La Cornouaille britannique et le Finistère ont signé le 15 mai à l'hôtel du Département à Quimper, un partenariat, qui devrait leur permettre de bénéficier des aides européennes dans le cadre du programme transfrontalier de l'objectif européen de Coopération territoriale.
Une délégation d'une douzaine d'élus du Cornwall est venue signer ces accords à Quimper accompagnée de Doris Ansari, la présidente du Cornwall County Council, basé à Truro, la capitale de la Cornouaille britannique.
Le conseil général avait envoyé une délégation sur place l'an dernier. Nolwenn Baot fera la liaison entre le Finistère et le Cornwall.
Des relations très anciennes
À une époque où la mer était plus un lieu de communication que de séparation, au haut Moyen Âge, la Cornouaille bretonne et la Cornouaille britannique (Kernev Veur en breton) ont fait partie du même royaume. C'était l'époque du fameux roi Marc'h rapporté dans la légende de Tristan et Iseult, qui siégeait d'après la légende arturienne à Tintagel dans le Cornwall actuel.

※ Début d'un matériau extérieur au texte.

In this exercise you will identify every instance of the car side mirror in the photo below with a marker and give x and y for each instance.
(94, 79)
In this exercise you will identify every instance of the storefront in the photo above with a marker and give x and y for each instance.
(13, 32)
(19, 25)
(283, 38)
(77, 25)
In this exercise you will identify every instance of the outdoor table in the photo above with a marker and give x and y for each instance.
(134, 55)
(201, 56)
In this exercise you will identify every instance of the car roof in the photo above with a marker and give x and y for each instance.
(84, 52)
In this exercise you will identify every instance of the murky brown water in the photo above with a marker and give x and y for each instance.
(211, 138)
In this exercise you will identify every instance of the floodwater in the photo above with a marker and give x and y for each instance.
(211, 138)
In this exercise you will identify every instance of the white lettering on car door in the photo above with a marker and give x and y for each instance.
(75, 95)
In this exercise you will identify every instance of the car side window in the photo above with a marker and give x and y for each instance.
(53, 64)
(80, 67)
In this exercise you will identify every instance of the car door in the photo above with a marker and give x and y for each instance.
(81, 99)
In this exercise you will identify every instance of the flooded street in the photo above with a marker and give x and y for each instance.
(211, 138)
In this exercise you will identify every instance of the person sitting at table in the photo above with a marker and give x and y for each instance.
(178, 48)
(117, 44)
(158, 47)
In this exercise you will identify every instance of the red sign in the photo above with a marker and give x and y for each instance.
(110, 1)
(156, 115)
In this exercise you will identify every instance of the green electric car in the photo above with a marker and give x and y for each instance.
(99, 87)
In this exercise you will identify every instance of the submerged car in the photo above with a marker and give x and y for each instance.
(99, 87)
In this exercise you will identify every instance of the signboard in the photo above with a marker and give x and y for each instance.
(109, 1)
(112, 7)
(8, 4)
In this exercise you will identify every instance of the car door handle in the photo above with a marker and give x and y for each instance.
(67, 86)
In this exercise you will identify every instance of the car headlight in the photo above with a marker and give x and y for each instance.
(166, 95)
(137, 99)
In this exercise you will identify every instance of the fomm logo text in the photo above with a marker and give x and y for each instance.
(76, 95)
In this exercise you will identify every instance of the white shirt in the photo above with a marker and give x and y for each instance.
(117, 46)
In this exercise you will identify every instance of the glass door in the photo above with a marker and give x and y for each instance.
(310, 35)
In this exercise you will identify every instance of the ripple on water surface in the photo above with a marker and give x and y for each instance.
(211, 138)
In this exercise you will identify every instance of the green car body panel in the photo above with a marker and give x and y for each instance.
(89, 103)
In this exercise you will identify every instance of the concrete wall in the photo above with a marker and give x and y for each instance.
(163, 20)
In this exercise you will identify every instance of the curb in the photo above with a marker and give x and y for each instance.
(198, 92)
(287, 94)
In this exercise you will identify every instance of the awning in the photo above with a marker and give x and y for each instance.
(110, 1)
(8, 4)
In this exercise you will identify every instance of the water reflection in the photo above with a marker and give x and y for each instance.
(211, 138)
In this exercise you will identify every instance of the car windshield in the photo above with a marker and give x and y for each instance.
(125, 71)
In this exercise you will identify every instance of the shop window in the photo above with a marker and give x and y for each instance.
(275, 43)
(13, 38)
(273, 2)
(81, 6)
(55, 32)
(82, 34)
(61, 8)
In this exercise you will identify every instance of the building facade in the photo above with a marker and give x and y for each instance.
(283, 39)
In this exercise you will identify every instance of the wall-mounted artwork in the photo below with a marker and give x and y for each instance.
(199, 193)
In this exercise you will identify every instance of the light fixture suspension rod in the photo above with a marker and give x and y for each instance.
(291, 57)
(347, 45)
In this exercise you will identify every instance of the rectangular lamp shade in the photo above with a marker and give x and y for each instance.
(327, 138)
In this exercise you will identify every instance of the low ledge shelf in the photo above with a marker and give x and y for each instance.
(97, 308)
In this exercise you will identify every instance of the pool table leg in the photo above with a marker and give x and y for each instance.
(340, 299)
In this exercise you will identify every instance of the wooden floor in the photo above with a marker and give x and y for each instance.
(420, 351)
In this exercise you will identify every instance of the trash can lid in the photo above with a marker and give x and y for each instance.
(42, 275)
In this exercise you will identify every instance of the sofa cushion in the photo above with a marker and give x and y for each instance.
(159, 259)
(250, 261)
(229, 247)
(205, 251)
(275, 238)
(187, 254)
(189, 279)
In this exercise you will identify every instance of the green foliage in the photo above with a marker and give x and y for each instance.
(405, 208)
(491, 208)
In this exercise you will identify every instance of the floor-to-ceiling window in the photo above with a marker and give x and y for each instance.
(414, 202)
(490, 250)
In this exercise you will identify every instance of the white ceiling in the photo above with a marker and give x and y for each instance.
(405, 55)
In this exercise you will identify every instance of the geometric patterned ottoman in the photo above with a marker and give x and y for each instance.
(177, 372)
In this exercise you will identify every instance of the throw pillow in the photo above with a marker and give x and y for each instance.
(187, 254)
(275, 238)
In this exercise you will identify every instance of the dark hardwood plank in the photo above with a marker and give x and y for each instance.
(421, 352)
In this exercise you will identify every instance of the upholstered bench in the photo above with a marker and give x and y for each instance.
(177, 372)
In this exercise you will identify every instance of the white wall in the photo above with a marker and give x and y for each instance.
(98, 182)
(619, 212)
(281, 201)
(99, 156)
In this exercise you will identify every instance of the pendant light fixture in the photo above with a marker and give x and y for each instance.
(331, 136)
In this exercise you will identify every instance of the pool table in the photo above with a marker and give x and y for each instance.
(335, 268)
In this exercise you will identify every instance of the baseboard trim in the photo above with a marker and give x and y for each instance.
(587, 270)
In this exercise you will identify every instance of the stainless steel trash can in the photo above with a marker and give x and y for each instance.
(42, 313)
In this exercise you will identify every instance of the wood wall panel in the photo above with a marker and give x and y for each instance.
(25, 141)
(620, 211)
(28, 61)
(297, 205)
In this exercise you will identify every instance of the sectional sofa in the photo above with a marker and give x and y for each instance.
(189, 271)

L'ancien Penthièvre breton aurait aussi fait partie d'un royaume commun appelé Domnonée. Un territoire acquis en Armorique au Ve siècle par le roi Riwal qui régnait aussi sur la Domnonée britannique (aujourd'hui le Devon). Le légendaire bad boy barbebleuesque, roi Konomor, aurait aussi régné sur des possessions des deux côtés de la Manche.
Les ducs de Bretagne entretenaient des relations étroites avec le royaume d'Angleterre. Relations étayées régulièrement par des traités (ces traités existent dans les collections "archives du duché" conservées aux archives départementales à Nantes). Du temps de l'indépendance du duché, le commerce breton fleurissait à travers la Manche et les bateaux bretons allaient du Portugal à la Suède exportant sel, poissons séchés et toiles. Les voiles de la marine de sa majesté le roi d'Angleterre venaient même des fabriques de toiles bretonnes réputées à travers toute l'Europe.
Un blocus continental de quatre siècles
Après l'annexion de la Bretagne par le royaume de France en 1489 et le décret d'union de 1532, le commerce florissant entre les Bretagnes arriva progressivement au point mort. Les guerres incessantes entre le royaume de France, puis l'empire, contre l'Angleterre, les blocus continentaux, les rivalités coloniales entre les deux empires vinrent à bout de relations séculaires, voire millénaires. Ce n'est qu'avec l'Entente Cordiale signée en 1904 entre la France et l'Angleterre que le pendule commença de basculer de l'autre côté.
Jeter des ponts
C'est grâce en particulier à l'initiative d'Alexis Gourvennec, fondateur de la Brittany Ferries (BAI) en 1972, que les relations commerciales entre la petite et la grande Bretagne ont pu reprendre. Créé la même année, le Festival Interceltique de Lorient a aussi joué un rôle essentiel dans le renouveau des relations entre les deux Bretagnes.
L'entrée du Royaume-Uni dans l'Europe en 1973 est un tournant important qui va ouvrir de nouvelles portes.
Plus récemment, le 15 janvier 2004, la Région Bretagne et le Pays de Galles ont signé un protocole d'accord pour développer la coopération dans les domaines de l'économie, de la formation et de la culture.
De son côté, la compagnie aérienne lowcost irlandaise Ryan Air est en train de faire, pour le transport aérien, ce que la Brittany Ferries avait fait pour le transport maritime : rétablir des ponts. Ryan Air a établi des routes entre Brest et Dublin ou Londres, entre Dinard et Londres, Birmingham ou Bristol, et entre Nantes et Dublin, Shannon, London ou Bournemouth. Une autre low cost irlandaise, Aer Aran a établi des routes entre Lorient, Cork et Galway. La Bretagne n'est plus une enclave.